I have to go back. I have to get help. I can't leave him there alone.

The iron door behind him opens. He turns around and sees an old man being shoved inside, and when the door slams shut, he hears the key being turned in the lock. When he was working for Ram Khan, he was always happy when the shutters were closed and he was locked in for the night. But this is different . . . he misses the sense of security that locks used to represent.

“Let me out . . . ,” the old man pleads, beating his fists against the heavy door. “I haven't done anything . . . Let me go . . .”

Suddenly Madan knows where he is, even though he doesn't know he got here. He was on his way to get help for Abbas, who is lying on the ground between the high walls along the quay, waiting for him.

The door opens again and four policemen carrying sticks walk in. The old man takes a step backwards and Madan also moves farther away from the menacing figures. One of them points his stick at a great hulk of a man, who curses as he gets up and is then roughly dragged off. The door slams shut and the old man goes back to banging on the door.

AT REGULAR INTERVALS
the heavy door swings open and someone is thrown into the room or dragged out. Many of the new men shout that they haven't done anything. The old man was taken out hours ago. First they beat him into silence with sticks and then they hauled him away.

Madan sits on the floor, like all the others. He's worried. Although it's not terribly hot in the dark basement, he knows it's sweltering outside. He doesn't know a great deal about death, but the year he lived on the street, with Abbas, taught him that when a rat or a goat or a dog dies, the body begins to smell after just one day, and that people start complaining. He can't stay away too long. He has to go back. The next time he hears the turn of the lock, he gets up and walks over to the door. A drunken man walks into the room, and before the door closes again, he worms his way outside. Immediately someone grabs him by the shoulder.

“Back inside, you!” the policeman says, raising his stick.

“He goes to the commissioner.”

“Oh, yeah?
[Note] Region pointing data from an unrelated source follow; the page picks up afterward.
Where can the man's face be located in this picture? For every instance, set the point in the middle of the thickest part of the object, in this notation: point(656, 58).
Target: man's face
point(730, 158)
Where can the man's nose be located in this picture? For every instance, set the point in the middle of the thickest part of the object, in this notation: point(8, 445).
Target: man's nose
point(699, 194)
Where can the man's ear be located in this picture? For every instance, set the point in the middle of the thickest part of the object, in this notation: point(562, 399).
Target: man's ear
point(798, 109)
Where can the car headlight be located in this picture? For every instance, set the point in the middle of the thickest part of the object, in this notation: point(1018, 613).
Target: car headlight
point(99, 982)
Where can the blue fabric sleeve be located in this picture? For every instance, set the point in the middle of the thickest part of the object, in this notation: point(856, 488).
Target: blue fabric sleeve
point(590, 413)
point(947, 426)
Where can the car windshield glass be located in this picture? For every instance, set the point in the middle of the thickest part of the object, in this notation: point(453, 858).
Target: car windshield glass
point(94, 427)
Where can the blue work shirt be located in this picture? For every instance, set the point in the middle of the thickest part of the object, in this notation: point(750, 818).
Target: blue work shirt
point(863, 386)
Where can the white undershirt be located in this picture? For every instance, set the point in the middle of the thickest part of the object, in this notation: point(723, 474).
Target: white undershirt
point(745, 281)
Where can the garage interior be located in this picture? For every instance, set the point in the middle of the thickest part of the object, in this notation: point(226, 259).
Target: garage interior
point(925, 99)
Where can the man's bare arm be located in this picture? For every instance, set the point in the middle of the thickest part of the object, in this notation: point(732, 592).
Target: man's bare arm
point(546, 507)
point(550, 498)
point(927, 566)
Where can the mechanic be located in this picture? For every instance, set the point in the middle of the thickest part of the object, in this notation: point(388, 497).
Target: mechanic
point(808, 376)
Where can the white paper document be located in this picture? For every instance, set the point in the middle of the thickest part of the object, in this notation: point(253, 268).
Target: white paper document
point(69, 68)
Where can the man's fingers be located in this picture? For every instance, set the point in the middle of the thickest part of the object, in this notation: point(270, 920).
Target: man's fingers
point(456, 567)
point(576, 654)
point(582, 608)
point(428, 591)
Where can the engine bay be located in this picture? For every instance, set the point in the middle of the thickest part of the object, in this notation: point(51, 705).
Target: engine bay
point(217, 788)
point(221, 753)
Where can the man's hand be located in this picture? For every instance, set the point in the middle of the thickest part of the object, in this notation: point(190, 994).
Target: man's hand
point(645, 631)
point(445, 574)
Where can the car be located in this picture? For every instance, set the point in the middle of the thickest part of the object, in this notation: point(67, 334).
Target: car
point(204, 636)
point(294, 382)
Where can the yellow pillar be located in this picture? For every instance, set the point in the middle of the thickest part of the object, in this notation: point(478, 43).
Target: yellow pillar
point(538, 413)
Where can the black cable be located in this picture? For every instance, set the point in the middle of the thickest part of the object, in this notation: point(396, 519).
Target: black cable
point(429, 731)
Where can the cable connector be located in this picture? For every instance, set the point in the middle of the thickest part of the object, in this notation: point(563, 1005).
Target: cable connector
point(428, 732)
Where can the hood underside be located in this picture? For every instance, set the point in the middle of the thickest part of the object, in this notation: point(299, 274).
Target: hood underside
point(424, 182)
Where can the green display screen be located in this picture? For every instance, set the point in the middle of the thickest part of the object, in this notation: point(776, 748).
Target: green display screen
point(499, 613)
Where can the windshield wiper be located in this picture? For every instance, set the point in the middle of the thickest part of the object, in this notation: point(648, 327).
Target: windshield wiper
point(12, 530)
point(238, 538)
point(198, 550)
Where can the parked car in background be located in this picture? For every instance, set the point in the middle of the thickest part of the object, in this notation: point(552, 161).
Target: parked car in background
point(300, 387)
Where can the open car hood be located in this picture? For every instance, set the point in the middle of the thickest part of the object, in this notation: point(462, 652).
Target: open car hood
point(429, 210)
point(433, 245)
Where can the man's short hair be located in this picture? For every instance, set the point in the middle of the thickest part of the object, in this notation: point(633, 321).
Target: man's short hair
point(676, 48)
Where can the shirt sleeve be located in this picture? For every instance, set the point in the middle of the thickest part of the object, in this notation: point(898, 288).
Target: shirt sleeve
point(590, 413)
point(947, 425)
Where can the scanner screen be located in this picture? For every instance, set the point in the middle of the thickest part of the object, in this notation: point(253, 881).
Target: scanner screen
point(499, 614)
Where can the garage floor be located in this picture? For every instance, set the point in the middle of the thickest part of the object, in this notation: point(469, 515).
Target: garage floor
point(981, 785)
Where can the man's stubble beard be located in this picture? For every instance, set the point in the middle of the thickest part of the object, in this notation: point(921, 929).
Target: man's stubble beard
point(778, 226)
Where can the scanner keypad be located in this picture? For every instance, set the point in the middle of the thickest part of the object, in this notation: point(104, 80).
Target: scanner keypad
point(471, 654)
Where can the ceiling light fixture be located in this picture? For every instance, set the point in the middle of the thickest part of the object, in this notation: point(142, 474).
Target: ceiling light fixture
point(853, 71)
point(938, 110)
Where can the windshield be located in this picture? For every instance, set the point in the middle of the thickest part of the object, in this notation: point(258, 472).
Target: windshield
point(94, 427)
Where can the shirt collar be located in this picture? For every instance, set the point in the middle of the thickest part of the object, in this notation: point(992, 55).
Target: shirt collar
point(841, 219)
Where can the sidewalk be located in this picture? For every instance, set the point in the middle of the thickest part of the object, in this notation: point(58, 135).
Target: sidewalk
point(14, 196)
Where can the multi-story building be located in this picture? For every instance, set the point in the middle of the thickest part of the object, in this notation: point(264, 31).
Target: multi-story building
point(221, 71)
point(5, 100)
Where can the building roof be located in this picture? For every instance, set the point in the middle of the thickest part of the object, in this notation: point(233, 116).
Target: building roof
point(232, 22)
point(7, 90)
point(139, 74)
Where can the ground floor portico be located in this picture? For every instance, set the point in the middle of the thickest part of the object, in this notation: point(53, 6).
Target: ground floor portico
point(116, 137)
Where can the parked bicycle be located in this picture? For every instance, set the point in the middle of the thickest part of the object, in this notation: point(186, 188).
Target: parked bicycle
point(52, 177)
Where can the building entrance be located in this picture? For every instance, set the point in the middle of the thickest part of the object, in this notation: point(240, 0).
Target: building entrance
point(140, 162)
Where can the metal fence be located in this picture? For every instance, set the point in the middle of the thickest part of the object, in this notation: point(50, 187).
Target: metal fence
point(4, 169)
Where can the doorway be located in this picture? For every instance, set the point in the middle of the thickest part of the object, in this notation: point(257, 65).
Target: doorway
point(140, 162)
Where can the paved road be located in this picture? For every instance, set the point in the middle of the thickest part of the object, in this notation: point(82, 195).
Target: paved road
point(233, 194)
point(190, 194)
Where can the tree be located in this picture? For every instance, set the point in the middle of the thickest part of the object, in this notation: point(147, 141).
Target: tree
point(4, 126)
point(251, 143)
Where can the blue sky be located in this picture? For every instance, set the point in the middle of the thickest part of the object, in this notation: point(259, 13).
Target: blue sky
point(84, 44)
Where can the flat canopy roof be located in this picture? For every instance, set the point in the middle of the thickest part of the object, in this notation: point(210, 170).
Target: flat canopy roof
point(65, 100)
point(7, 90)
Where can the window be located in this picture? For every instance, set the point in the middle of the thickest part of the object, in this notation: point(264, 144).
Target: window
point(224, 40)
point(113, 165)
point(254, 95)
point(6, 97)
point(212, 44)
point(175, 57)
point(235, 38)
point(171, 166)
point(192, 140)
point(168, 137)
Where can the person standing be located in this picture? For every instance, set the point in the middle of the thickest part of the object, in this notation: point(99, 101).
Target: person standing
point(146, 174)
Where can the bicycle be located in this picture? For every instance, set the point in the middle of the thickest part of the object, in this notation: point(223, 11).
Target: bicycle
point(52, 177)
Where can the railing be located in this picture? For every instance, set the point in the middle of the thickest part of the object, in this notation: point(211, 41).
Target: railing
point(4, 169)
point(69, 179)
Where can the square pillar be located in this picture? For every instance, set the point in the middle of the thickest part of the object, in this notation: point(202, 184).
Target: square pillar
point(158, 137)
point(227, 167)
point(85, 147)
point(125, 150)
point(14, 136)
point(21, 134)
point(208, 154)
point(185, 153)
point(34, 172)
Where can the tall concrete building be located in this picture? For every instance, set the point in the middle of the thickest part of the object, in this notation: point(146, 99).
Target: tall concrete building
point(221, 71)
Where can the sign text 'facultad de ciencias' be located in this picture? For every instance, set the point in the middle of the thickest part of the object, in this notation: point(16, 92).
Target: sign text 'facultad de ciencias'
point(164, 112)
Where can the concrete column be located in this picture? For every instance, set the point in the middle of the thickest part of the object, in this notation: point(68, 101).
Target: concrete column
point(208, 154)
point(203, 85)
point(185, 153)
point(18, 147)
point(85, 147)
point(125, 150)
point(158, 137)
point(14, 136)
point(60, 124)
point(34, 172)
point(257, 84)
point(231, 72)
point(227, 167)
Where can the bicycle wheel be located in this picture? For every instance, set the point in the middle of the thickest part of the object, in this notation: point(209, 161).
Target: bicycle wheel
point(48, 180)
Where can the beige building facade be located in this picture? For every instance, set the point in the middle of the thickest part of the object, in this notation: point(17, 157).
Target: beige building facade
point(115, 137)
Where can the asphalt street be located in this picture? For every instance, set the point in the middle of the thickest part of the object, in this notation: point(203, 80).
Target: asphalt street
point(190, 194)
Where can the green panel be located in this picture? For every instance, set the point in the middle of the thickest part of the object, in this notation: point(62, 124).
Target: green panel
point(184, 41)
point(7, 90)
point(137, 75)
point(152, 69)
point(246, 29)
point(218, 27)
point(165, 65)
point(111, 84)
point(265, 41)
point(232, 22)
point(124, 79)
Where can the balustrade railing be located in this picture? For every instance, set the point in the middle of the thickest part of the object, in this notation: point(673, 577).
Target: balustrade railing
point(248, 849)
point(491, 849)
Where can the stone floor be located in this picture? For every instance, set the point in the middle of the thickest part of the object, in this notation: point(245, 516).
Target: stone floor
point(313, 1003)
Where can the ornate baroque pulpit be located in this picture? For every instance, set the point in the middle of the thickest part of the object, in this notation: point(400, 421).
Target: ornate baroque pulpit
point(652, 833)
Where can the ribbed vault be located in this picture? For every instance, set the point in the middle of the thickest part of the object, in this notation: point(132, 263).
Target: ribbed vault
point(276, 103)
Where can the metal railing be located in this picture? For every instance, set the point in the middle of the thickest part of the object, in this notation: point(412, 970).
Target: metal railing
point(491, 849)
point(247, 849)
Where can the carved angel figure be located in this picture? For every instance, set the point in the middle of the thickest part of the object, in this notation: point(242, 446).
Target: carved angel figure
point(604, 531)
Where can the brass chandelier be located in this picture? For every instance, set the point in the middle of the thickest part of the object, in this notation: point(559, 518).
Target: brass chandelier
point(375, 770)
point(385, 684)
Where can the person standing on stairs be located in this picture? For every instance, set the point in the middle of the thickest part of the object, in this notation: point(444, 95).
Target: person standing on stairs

The commissioner himself?” The man holds onto Madan tightly, keeping his stick at the ready. “Is the commissioner going to do this one himself?”

“No, he's already left, you can take care of him.”

“Me?”

“Why not? You've got to start somewhere, and the commissioner was furious when he brought in this little rat. It shouldn't be too hard. Put him in room three.”

THE INTERROGATION IN
room three takes only a few minutes. The young policeman soon realizes that unlike most of the beggars, Madan is not faking a handicap. Confidently, he starts filling out the papers. It's something he's used to doing, and he's good at it. His account is long and detailed. Madan tries to explain that Abbas is dead, and that he has to get help and then go back to his friend as fast as he can. But the policeman barks that he'd better keep his mouth shut, so Madan sits there and watches the pen in the policeman's hand. He wishes he could write. If he could write, he'd be able to tell him what happened.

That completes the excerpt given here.